I was driving to work this morning and a weird feeling came over me. It took me a half hour of thinking (which may be a reflection on my thinker) to figure out what it was, and then in a quiet moment of revelation it came to me: I am content.
I am happy with where I am, what I'm doing, and the state of my life and family. I'm not much to look at, but in the mirror I recognize I've earned the lines in my face. I've got a bunch of things to do better, a mental list of things I ought to do, ought to have done, need to do better next go around. But I feel content, and I realize I have never felt this before. I look at my wife and children and in spite of the many challenges any parent and spouse faces, I think, Nobody move. Let's freeze things right here and relish what we have.

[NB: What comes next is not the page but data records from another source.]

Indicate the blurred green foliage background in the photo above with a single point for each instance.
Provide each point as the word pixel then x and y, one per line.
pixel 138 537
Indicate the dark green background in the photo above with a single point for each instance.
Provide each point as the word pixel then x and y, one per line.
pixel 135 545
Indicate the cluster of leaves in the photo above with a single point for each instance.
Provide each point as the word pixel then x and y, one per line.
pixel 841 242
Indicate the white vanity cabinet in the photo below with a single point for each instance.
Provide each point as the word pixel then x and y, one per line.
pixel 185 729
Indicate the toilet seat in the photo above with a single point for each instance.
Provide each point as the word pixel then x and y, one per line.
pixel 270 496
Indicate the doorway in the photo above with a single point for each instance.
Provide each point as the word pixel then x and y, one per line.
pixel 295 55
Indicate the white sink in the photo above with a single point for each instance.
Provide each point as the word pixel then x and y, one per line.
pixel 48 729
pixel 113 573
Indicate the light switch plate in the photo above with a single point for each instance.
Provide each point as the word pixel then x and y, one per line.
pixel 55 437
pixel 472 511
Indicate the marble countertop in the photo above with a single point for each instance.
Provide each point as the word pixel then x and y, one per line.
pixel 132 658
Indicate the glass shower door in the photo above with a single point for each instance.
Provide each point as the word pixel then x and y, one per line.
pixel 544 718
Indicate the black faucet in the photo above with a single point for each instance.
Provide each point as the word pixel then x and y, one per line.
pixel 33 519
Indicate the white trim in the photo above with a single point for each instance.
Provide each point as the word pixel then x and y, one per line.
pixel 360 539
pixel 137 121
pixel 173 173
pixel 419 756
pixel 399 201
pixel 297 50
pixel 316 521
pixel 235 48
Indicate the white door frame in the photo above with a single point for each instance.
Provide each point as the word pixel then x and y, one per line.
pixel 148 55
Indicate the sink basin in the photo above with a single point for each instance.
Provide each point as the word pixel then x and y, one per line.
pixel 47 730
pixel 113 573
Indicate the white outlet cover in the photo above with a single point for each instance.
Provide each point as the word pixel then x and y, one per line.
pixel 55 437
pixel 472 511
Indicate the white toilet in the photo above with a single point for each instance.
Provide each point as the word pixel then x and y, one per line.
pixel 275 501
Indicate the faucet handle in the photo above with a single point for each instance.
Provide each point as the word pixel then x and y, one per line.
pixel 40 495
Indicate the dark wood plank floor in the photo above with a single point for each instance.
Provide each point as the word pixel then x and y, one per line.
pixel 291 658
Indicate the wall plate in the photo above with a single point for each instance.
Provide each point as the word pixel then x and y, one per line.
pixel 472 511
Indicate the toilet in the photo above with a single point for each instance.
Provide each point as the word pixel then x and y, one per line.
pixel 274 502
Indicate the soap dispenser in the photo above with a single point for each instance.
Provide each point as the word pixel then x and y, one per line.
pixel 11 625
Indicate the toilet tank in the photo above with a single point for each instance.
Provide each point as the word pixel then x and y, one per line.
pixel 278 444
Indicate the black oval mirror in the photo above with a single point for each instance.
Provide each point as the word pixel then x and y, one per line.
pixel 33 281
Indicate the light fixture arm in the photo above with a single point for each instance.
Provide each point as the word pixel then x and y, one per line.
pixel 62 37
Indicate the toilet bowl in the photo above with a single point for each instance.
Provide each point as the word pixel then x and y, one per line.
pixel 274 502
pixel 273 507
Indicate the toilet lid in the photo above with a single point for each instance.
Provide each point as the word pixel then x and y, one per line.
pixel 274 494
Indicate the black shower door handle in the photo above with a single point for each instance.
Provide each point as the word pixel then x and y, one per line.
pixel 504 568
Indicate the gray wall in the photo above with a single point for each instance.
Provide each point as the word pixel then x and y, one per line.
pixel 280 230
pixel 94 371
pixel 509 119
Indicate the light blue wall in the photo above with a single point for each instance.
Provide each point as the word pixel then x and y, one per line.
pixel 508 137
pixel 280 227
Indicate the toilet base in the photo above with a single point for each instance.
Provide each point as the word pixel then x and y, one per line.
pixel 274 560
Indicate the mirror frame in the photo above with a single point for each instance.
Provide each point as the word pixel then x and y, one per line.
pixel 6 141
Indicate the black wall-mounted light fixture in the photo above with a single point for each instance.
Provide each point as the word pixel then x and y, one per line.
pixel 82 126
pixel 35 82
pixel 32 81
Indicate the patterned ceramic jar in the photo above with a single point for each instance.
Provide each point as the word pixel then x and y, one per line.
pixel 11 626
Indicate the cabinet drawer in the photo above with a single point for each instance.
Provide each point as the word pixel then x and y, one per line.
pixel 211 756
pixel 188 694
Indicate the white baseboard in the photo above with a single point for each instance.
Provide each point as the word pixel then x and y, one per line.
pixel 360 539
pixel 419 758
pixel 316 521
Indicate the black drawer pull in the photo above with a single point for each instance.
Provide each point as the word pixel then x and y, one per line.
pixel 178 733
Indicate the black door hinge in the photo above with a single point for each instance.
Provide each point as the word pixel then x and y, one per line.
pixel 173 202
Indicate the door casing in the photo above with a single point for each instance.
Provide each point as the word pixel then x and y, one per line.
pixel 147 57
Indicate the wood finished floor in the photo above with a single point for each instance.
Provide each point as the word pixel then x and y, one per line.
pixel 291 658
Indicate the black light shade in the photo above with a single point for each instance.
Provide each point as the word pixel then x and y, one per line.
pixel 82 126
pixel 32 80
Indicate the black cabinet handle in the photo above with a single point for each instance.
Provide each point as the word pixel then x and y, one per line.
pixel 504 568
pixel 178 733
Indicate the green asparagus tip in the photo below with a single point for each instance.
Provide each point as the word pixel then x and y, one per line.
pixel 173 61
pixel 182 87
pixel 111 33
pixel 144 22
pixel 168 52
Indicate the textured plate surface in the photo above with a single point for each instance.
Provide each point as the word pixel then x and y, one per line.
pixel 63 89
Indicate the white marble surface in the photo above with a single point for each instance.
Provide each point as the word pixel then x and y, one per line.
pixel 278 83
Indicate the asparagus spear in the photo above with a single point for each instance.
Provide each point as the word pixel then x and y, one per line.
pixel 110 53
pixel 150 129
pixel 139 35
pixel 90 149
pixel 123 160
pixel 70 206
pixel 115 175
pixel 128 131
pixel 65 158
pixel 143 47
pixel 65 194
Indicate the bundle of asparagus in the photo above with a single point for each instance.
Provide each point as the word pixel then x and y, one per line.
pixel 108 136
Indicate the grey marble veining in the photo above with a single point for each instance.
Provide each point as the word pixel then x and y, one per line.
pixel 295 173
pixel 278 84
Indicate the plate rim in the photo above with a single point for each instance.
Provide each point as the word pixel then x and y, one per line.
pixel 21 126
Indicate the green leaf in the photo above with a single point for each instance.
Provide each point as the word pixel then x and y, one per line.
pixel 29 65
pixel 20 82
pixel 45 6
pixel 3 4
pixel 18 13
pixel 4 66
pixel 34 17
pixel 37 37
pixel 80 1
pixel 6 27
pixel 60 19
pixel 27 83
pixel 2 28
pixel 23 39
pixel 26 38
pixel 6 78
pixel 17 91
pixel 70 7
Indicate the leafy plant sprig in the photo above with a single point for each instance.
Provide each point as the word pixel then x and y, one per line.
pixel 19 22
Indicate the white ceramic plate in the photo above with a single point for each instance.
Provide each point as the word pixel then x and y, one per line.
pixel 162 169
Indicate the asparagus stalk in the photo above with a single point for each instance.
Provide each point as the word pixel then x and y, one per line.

Where do you stand? Contentment came at me the way Hemingway had a character explain bankruptcy -- gradually then suddenly. Are you content? If so, what makes you content? If not, why not? Take a look at your motivations and general state of your spirit and tell me what you think.
This is a very brief Contentment Challenge. Email me here and tell me what you think. To the first 10 people who respond, I will send you a $5 Starbucks card and a personal note of encouragement. Include your address and I'll make it a handwritten note. Before anybody piles on, I don't think a note from me means all that much, but the exchange of words on things that matter, matters. And since I believe that, I'll gladly write back anybody who writes me.
Are you content? My simple perch of contentment may not last forever, and it could be a gift I haul to my grave, but I like it, and I hope it for all others.
Who is up for the Contentment Challenge, while supplies last?